Barrow ships Pacific Egret and Pacific Heron, moved from the Ramsden Dock nuclear terminal in the early hours of this morning 19th January, sailed from the port on the 7am high tide. Though the destination of the empty ships has not been officially disclosed, the dockside activities around them in the days prior to departure indicate that the ships are bound for Japan where they will pick up a consignment of plutonium for onward shipment to the United States.
The Pacific Egret and Pacific Heron, each fitted with naval canon, are operated by Pacific Nuclear Transport Ltd (PNTL) and managed by International Nuclear Services, INS – a wholly owned subsidiary of the NDA. The presence of a heavily armed security squad (provided by the Civil Nuclear Constabulary’s Marine Escort Group) on both ships, the earlier loading of stores and the craning on board of live ammunition yesterday points to a long and security- conscious voyage ahead rather than a sunset cruise around Morecambe Bay or routine sea trials in the Irish Sea.
The shipment of plutonium from Japan to the United States falls under the US-led Global Threat Reduction Initiative (GTRI) or M3 – Material Management & Minimisation programme whereby weapons-useable material such as plutonium and highly enriched uranium (HEU) is removed from facilities worldwide for safekeeping in the United Sates. The cargo to be loaded onto the two UK ships in Japan consists of some 331kgs of plutonium from Japan’s Tokai Research Establishment. The 331kgs of plutonium – a substantial fraction of which was supplied to Japan by the UK decades ago for ‘experimental purposes’ in Tokai’s Fast Critical Assembly (FCA) – is described by the US Department of Energy (DOE) as ‘posing a potential threat to national security, being susceptible to use in an improvised nuclear device, and presenting a high risk of theft or diversion’ or, as another US expert puts it ‘is sufficient to make up to 40 nuclear bombs’.
Under the US-led programme the plutonium will be transported from Japan to the US port of Charleston and onwards to the Savannah River site in South Carolina.
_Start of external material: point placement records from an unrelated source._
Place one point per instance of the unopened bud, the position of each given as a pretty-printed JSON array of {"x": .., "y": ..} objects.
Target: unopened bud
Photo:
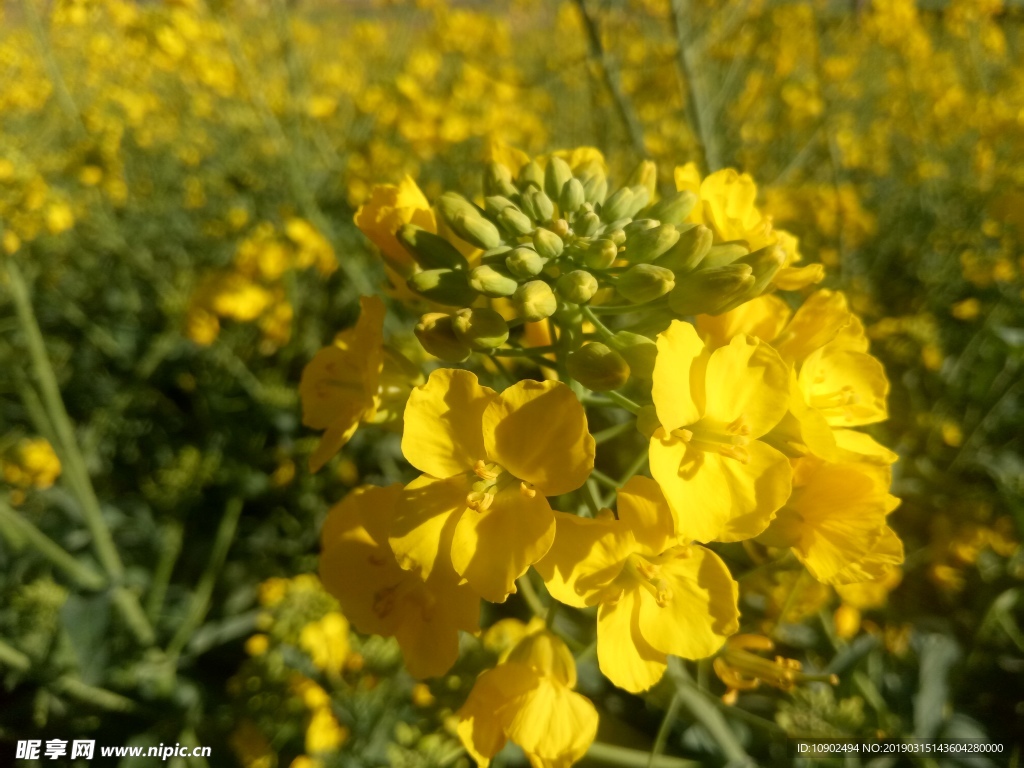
[
  {"x": 638, "y": 350},
  {"x": 598, "y": 367},
  {"x": 548, "y": 244},
  {"x": 480, "y": 328},
  {"x": 675, "y": 208},
  {"x": 601, "y": 254},
  {"x": 524, "y": 262},
  {"x": 555, "y": 177},
  {"x": 492, "y": 281},
  {"x": 645, "y": 283},
  {"x": 436, "y": 334},
  {"x": 710, "y": 289},
  {"x": 572, "y": 197},
  {"x": 442, "y": 286},
  {"x": 577, "y": 287},
  {"x": 650, "y": 244},
  {"x": 689, "y": 251},
  {"x": 535, "y": 300}
]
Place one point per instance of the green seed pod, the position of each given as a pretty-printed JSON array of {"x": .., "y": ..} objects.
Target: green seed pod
[
  {"x": 577, "y": 287},
  {"x": 480, "y": 329},
  {"x": 650, "y": 244},
  {"x": 711, "y": 290},
  {"x": 616, "y": 205},
  {"x": 530, "y": 175},
  {"x": 598, "y": 367},
  {"x": 675, "y": 208},
  {"x": 638, "y": 350},
  {"x": 555, "y": 176},
  {"x": 524, "y": 262},
  {"x": 689, "y": 251},
  {"x": 437, "y": 336},
  {"x": 588, "y": 224},
  {"x": 725, "y": 253},
  {"x": 515, "y": 221},
  {"x": 498, "y": 180},
  {"x": 535, "y": 300},
  {"x": 601, "y": 254},
  {"x": 493, "y": 281},
  {"x": 572, "y": 197},
  {"x": 430, "y": 251},
  {"x": 443, "y": 287},
  {"x": 548, "y": 244},
  {"x": 645, "y": 283}
]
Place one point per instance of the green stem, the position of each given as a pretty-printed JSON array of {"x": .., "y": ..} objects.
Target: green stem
[
  {"x": 201, "y": 598},
  {"x": 705, "y": 712},
  {"x": 82, "y": 574}
]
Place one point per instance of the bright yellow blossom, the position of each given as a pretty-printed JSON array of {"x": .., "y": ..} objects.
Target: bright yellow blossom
[
  {"x": 658, "y": 595},
  {"x": 721, "y": 480},
  {"x": 339, "y": 386},
  {"x": 489, "y": 461},
  {"x": 358, "y": 568},
  {"x": 528, "y": 698}
]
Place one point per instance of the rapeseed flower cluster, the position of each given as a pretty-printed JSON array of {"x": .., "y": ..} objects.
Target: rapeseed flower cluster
[{"x": 664, "y": 312}]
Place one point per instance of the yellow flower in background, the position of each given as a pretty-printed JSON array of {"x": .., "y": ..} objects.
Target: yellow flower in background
[
  {"x": 657, "y": 594},
  {"x": 722, "y": 481},
  {"x": 836, "y": 520},
  {"x": 488, "y": 461},
  {"x": 358, "y": 568},
  {"x": 528, "y": 699},
  {"x": 339, "y": 386}
]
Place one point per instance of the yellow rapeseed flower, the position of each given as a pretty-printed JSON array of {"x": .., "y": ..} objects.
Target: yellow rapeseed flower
[
  {"x": 658, "y": 595},
  {"x": 488, "y": 461},
  {"x": 528, "y": 699},
  {"x": 358, "y": 568}
]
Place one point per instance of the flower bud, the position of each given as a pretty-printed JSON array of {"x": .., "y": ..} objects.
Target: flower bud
[
  {"x": 572, "y": 197},
  {"x": 675, "y": 208},
  {"x": 548, "y": 244},
  {"x": 645, "y": 283},
  {"x": 578, "y": 287},
  {"x": 709, "y": 290},
  {"x": 430, "y": 251},
  {"x": 535, "y": 300},
  {"x": 555, "y": 177},
  {"x": 515, "y": 221},
  {"x": 480, "y": 329},
  {"x": 442, "y": 286},
  {"x": 524, "y": 262},
  {"x": 689, "y": 251},
  {"x": 598, "y": 367},
  {"x": 601, "y": 254},
  {"x": 650, "y": 244},
  {"x": 437, "y": 336},
  {"x": 498, "y": 180},
  {"x": 492, "y": 281},
  {"x": 638, "y": 350}
]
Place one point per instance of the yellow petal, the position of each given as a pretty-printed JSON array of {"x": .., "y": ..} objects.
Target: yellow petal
[
  {"x": 701, "y": 611},
  {"x": 623, "y": 653},
  {"x": 745, "y": 381},
  {"x": 585, "y": 558},
  {"x": 496, "y": 546},
  {"x": 426, "y": 514},
  {"x": 443, "y": 435},
  {"x": 764, "y": 317},
  {"x": 643, "y": 509},
  {"x": 678, "y": 390},
  {"x": 538, "y": 431},
  {"x": 553, "y": 725},
  {"x": 715, "y": 498}
]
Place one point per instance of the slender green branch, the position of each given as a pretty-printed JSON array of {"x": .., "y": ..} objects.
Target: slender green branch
[{"x": 201, "y": 598}]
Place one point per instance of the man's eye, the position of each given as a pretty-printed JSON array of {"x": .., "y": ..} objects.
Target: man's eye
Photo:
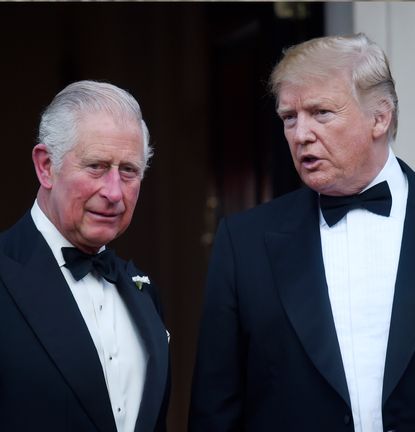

Tom Clements, Director of the public interest group Savannah River Site Watch has roundly condemned and opposed this import of plutonium as a material that will simply be stranded at the site with no clear disposition path out of South Carolina, and as further evidence that Savannah River is being used as a dumping grounds for a host of international nuclear wastes.
CORE’s spokesman Martin Forwood said to day: ‘The practice of shipping this plutonium to the US as a safeguard is completely undermined by deliberately exposing this prime terrorist material to a lengthy sea transport during which it will face the everyday maritime risks and the targeting by those with hostile intentions. Whilst the Barrow ships may have been empty when they left the port today, we condemn their use for such a shipment which we see as being wholly unnecessary and a significant security threat in today’s volatile and unpredictable world’.
From DOE documents, this shipment will be the first of a number of planned shipments for what is referred to as ‘Gap Material’ – weapons usable materials that are not covered under other US or Russian programmes. In total, DOE plans to import up to 900kgs of ‘at risk’ plutonium currently held in 7 countries via 12 shipments over 7 years. Other materials include stocks of highly enriched uranium (HEU) – the most highly enriched (enriched to 93%) also being supplied to Japan by the UK.
Martin Forwood added ‘As with everything the nuclear industry does, there are no good options for dealing with this plutonium and highly enriched uranium. If this material simply must be transported, then whilst the ‘least bad’ option of leaving them where they are and under maximum security and safety conditions is clearly a non-runner in US thinking, the return to the UK of the UK-supplied material, rather than dumping it in the US, is a principled option that we would support’.
The voyage from Barrow to Japan takes some 6 weeks, and that from Japan to Savannah River over 7 weeks where use of the Panama Canal has been ruled out by DOE in its documents on the shipment. The duration of the whole voyage of well over 3 months may rule out the hopes of the plutonium reaching the port of Charleston by the end of March this year when the US Nuclear Security Summit is being held in Washington and at which the arrival of the shipment at Savannah River was hoped to be announced.